The resulting DDL script would look like:

 

alter table MANUFACTORY

  add constraint MANUFACTORY_FK01 foreign key (FILTERKEY, LOCALE)

  references MANUFACTORYTEXT (KEY, LOCALE);

Create compound foreign keys using key groups with sorted keys:

Additional to the foreign key group feature you can sort the keys within the foreign key group. Have a look at the example above. Most times it is necessary to store the properties in a defined sorting. That’s important if you have an compound index on the table you want to use with the compound foreign key.

In that case, the second number, after the foreign key group defines the sorting of the keys.

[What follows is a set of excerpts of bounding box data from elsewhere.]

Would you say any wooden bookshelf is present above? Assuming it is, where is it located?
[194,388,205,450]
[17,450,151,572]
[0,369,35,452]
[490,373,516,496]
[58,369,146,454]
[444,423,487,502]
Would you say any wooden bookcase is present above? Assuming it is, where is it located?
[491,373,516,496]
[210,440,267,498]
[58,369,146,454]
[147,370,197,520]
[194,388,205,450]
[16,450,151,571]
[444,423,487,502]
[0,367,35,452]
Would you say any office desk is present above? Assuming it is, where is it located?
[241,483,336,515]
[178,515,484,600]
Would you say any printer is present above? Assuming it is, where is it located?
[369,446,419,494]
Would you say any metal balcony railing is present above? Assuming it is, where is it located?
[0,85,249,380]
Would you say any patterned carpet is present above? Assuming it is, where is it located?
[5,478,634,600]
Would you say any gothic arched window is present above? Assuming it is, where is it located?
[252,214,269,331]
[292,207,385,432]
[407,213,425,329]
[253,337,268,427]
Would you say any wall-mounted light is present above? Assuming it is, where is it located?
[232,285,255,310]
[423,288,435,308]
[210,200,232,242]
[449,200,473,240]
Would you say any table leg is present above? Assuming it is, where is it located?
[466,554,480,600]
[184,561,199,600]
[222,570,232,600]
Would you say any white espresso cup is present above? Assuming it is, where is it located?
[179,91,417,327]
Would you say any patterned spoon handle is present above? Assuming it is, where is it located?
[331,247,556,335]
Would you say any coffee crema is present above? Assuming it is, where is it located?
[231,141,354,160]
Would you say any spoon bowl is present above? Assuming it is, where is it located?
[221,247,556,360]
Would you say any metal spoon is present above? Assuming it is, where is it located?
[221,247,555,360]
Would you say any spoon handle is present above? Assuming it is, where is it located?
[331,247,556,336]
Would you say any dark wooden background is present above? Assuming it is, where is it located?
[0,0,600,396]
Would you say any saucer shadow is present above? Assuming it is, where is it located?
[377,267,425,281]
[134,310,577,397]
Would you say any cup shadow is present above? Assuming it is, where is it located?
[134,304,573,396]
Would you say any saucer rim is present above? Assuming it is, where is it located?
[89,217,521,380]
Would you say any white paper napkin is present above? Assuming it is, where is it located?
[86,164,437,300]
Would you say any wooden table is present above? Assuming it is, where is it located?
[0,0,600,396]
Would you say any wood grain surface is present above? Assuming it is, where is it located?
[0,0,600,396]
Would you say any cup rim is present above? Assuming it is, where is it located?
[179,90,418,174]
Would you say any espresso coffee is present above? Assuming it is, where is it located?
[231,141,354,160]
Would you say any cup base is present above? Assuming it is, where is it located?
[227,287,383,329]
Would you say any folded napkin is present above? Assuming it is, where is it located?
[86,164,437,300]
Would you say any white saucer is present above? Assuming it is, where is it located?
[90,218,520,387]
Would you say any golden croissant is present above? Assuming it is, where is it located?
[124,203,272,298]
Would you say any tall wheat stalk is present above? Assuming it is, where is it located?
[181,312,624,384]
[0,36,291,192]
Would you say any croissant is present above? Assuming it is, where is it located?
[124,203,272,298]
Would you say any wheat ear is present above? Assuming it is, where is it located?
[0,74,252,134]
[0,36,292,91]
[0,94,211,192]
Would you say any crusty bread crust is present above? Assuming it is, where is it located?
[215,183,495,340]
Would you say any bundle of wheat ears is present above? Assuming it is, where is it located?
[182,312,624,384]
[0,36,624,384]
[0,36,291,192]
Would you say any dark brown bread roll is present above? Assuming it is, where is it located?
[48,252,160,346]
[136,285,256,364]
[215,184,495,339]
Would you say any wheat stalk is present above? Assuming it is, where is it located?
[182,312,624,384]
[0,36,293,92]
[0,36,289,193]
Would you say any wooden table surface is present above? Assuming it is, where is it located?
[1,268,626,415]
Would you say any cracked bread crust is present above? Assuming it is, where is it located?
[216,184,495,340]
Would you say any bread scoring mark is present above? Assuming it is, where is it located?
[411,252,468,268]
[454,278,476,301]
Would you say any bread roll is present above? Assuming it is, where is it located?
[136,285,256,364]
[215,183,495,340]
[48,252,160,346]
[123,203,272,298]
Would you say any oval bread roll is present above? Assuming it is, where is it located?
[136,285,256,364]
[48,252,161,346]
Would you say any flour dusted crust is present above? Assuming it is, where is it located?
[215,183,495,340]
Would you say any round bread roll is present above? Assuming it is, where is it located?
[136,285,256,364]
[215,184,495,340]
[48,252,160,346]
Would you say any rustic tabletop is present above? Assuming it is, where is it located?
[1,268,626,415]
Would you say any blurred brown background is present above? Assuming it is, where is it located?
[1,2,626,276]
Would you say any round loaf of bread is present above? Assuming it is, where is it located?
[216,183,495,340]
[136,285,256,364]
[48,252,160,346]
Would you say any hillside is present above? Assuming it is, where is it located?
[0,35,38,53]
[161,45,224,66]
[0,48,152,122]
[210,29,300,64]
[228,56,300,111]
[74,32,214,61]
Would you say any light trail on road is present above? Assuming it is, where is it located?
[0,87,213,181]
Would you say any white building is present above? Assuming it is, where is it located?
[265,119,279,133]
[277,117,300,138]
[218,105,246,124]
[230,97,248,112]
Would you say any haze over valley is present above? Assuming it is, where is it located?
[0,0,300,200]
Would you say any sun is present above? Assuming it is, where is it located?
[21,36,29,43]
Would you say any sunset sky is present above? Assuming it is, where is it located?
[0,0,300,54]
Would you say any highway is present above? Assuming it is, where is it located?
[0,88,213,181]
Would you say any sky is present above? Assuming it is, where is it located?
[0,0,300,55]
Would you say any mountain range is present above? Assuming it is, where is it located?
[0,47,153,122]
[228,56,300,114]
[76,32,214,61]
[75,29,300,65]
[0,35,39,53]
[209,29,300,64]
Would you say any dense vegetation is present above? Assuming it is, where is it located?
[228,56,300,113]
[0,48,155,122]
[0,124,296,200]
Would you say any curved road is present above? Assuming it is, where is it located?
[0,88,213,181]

Imagine you want to change the ordering of the keys in our example above.

        [ForeignKey(UNIQUE_GROUP, 2, typeof(ManufactoryText), "Key")]

        public new string FilterKey

        {

            get { return base.FilterKey; }

            set { base.FilterKey = value; }

        }

 

        [ForeignKey(UNIQUE_GROUP, 1, typeof(ManufactoryText), "Locale")]

        public new string Locale

        {

            get { return base.Locale; }

            set { base.Locale = value; }

        }

 

The resulting DDL Script would look like: 

alter table MANUFACTORY

  add constraint MANUFACTORY_FK01 foreign key (LOCALE, FILTERKEY)

  references MANUFACTORYTEXT (LOCALE, KEY);

 

As you can see the sorting of the columns within the foreign key group changed.

Summary:

The foreign key attribute offers you a lot of possibilities to cover more than 90% of all use cases for that you might need foreign key constraints. The last 10% should be better left to a seasoned database admin, because they are such special that they can’t be handled by a generic OR Mapping tool.